« Je ne suis pas le plus grand alpiniste de l’histoire, concède-t-il avec un léger sourire. Je suis juste le plus vieux. »

Publié par Pierre MACIA le

Une petite silhouette râblée transperce la nuit. Il est à peine 6 heures du matin et les premières lueurs du jour vont bientôt éclairer les pentes du Cerro del Telegrafo, un sommet moyen au pied de la Sierra de Guadarrama, le massif montagneux situé au nord-ouest de Madrid. Un bâton de marche dans chaque main, une lampe sur le front, Carlos Soria avale les derniers hectomètres de cette montée escarpée à un rythme soutenu et régulier, presque mécanique. Il fait un froid polaire en ce 19 mars 2013 quand une pluie épaisse et glaciale se met à tomber brutalement. Emmitouflé dans un anorak bleu azur, la capuche serrée sur la tête, l’alpiniste espagnol avance, le regard braqué devant lui.

Pas question de se laisser distraire par cette petite intempérie. Dans quelques jours, il s’envolera pour Katmandou, au Népal, afin de préparer l’ascension du Kangchenjunga, le « Kangch’ ». Perché à 8586 mètres d’altitude, ce sommet est le troisième plus haut du monde après l’Everest et le K2. Vingt-trois ans après avoir gravi le Nanga Parbat, en 1990, son premier 8000, Soria s’attaque à son 12e méga sommet himalayen à l’âge canonique de… 74 ans. Du jamais-vu dans l’histoire de l’alpinisme. « Je ne suis pas le plus grand alpiniste de l’histoire, concède-t-il avec un léger sourire. Je suis juste le plus vieux. »
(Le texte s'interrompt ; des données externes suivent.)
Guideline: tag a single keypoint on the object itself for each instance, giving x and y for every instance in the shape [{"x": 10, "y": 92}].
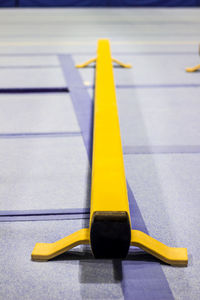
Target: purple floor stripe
[
  {"x": 93, "y": 53},
  {"x": 142, "y": 280},
  {"x": 35, "y": 212},
  {"x": 31, "y": 67},
  {"x": 33, "y": 90},
  {"x": 44, "y": 214},
  {"x": 22, "y": 135},
  {"x": 161, "y": 149},
  {"x": 43, "y": 218},
  {"x": 151, "y": 86}
]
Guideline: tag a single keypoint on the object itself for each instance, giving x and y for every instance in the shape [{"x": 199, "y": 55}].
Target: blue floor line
[
  {"x": 132, "y": 53},
  {"x": 23, "y": 135},
  {"x": 44, "y": 214},
  {"x": 32, "y": 90},
  {"x": 153, "y": 284},
  {"x": 152, "y": 86},
  {"x": 30, "y": 67}
]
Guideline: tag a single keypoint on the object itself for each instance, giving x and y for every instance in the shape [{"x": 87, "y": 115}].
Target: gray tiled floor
[{"x": 53, "y": 172}]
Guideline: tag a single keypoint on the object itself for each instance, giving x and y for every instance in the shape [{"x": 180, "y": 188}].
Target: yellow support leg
[
  {"x": 170, "y": 255},
  {"x": 109, "y": 233},
  {"x": 46, "y": 251}
]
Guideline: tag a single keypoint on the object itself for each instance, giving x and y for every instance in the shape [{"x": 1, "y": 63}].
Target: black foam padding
[{"x": 110, "y": 234}]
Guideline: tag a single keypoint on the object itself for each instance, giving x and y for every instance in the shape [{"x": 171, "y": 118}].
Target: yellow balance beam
[{"x": 109, "y": 234}]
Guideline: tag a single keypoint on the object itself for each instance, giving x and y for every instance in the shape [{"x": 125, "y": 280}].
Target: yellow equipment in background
[{"x": 109, "y": 234}]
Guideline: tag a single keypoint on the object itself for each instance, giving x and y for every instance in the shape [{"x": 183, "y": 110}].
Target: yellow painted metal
[
  {"x": 193, "y": 69},
  {"x": 87, "y": 63},
  {"x": 109, "y": 192},
  {"x": 46, "y": 251},
  {"x": 170, "y": 255},
  {"x": 121, "y": 64}
]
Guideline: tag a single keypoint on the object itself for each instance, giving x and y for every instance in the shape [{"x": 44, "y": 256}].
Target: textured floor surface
[{"x": 44, "y": 158}]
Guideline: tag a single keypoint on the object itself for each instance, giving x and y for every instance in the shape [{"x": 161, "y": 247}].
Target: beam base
[{"x": 172, "y": 256}]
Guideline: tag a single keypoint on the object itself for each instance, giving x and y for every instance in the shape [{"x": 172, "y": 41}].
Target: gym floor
[{"x": 45, "y": 138}]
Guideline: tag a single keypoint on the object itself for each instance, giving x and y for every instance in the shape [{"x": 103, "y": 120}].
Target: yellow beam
[{"x": 110, "y": 233}]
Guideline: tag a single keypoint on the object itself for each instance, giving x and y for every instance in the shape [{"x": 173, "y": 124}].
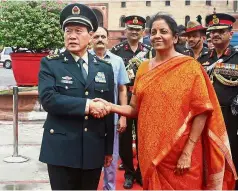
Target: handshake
[{"x": 99, "y": 108}]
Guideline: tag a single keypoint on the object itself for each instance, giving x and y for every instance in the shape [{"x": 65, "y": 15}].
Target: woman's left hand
[{"x": 184, "y": 163}]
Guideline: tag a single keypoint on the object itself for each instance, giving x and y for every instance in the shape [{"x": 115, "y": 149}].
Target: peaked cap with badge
[
  {"x": 208, "y": 36},
  {"x": 78, "y": 14},
  {"x": 194, "y": 26},
  {"x": 219, "y": 21},
  {"x": 135, "y": 21}
]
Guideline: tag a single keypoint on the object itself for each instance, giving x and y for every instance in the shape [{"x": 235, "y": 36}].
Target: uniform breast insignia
[
  {"x": 67, "y": 80},
  {"x": 229, "y": 70},
  {"x": 100, "y": 77}
]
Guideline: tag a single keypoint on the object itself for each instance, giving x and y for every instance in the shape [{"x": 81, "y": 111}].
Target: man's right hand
[{"x": 98, "y": 109}]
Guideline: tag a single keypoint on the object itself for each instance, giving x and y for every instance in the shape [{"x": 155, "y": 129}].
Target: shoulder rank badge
[
  {"x": 215, "y": 20},
  {"x": 100, "y": 77}
]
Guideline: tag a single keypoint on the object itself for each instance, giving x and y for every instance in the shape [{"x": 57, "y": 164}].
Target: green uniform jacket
[{"x": 70, "y": 137}]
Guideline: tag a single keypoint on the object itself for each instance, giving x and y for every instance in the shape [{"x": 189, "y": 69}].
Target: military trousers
[
  {"x": 67, "y": 178},
  {"x": 231, "y": 122}
]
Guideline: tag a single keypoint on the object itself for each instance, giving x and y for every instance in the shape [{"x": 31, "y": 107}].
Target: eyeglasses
[
  {"x": 219, "y": 31},
  {"x": 134, "y": 29}
]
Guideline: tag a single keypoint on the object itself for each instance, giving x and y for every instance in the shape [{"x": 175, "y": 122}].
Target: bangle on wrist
[{"x": 191, "y": 140}]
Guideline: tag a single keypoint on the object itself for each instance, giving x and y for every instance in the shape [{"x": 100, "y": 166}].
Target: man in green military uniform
[
  {"x": 76, "y": 145},
  {"x": 133, "y": 53},
  {"x": 222, "y": 66},
  {"x": 195, "y": 34}
]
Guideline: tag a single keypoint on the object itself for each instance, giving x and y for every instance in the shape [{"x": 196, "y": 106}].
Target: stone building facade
[{"x": 110, "y": 13}]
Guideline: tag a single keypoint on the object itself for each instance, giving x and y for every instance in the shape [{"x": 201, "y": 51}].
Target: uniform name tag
[{"x": 100, "y": 77}]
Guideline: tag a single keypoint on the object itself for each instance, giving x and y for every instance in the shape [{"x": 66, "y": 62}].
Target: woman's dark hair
[
  {"x": 105, "y": 30},
  {"x": 169, "y": 20}
]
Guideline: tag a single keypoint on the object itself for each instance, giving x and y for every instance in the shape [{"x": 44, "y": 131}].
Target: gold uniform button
[{"x": 52, "y": 131}]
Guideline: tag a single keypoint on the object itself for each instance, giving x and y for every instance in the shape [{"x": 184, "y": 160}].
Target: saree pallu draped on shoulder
[{"x": 168, "y": 98}]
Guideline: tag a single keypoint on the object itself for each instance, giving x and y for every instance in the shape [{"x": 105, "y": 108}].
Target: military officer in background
[
  {"x": 133, "y": 52},
  {"x": 222, "y": 66},
  {"x": 209, "y": 41},
  {"x": 182, "y": 46},
  {"x": 76, "y": 145},
  {"x": 196, "y": 35}
]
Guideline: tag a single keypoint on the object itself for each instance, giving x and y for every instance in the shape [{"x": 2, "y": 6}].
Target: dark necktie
[{"x": 84, "y": 73}]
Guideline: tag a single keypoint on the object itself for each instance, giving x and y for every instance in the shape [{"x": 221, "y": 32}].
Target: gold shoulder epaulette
[
  {"x": 102, "y": 60},
  {"x": 53, "y": 56},
  {"x": 118, "y": 46}
]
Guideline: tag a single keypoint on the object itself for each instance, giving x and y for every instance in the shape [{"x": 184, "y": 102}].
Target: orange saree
[{"x": 168, "y": 98}]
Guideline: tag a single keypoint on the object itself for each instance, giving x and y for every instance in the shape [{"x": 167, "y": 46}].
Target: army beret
[
  {"x": 78, "y": 14},
  {"x": 135, "y": 21},
  {"x": 219, "y": 21}
]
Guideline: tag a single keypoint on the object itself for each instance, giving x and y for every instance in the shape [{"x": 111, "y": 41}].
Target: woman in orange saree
[{"x": 182, "y": 138}]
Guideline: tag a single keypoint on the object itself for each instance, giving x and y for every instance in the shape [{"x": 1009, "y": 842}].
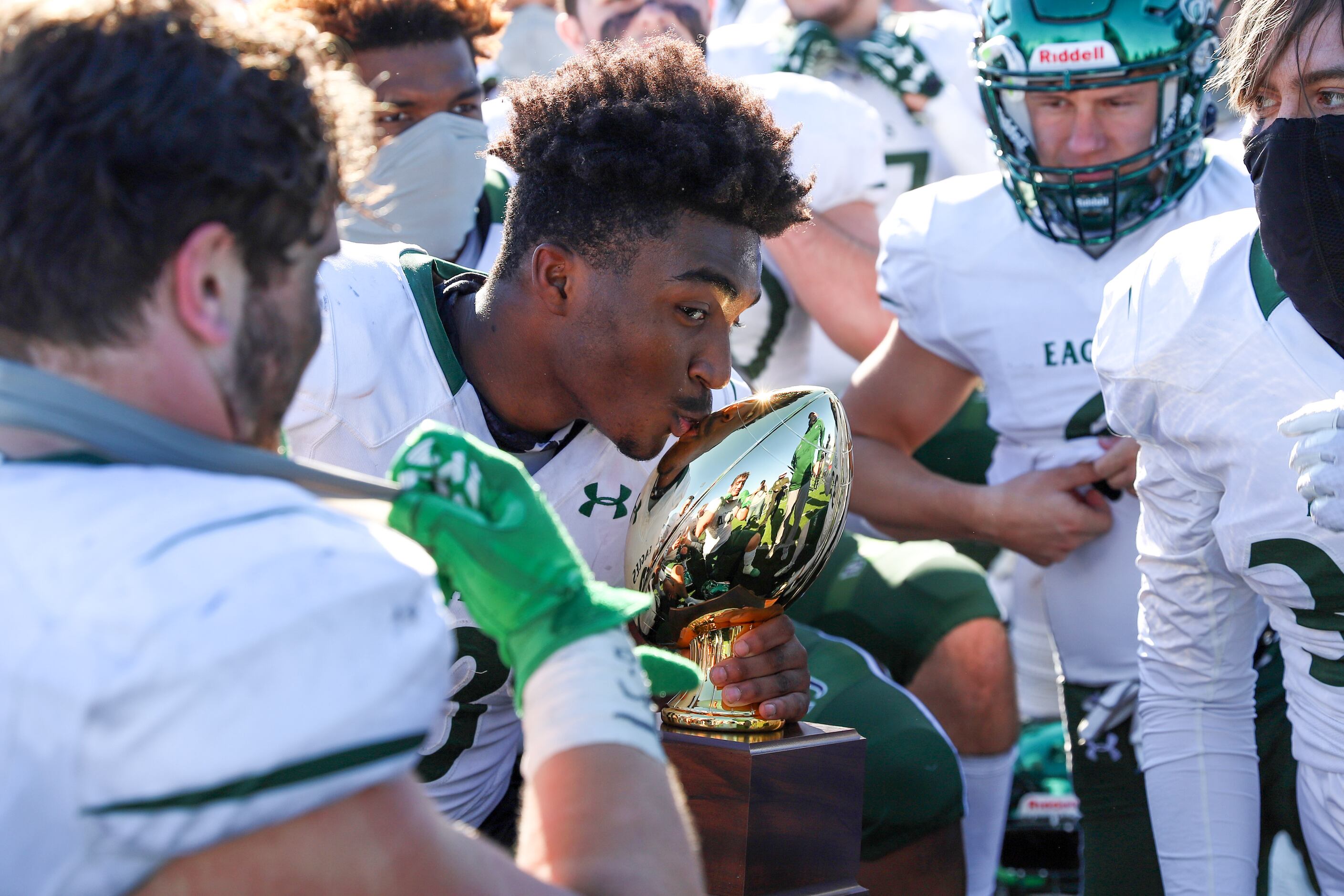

Pourtant l’Espagnol est bel et bien parti pour être « canonisé » de son vivant. Il a en effet programmé deux autres ascensions dans la foulée de son expédition dans le Kangch’, l’Annapurna et le Dhaulagiri. Ce sont les deux seuls autres sommets himalayens de plus de 8000 mètres qui manqueront encore à son tableau de chasse. S’il les accroche, il intégrera le cénacle des alpinistes ayant conquis les quatorze plus hauts sommets du monde. Un Graal que l’Espagnol entend atteindre au plus tard en 2016. Il aurait alors 77 ans ! « C’est un bon âge pour le faire, assure-t-il froidement, sûr de sa force. Ça ne m’inquiète pas plus que ça. » Cela en ferait surtout le plus vieil himalayen de l’histoire. Une légende des cimes.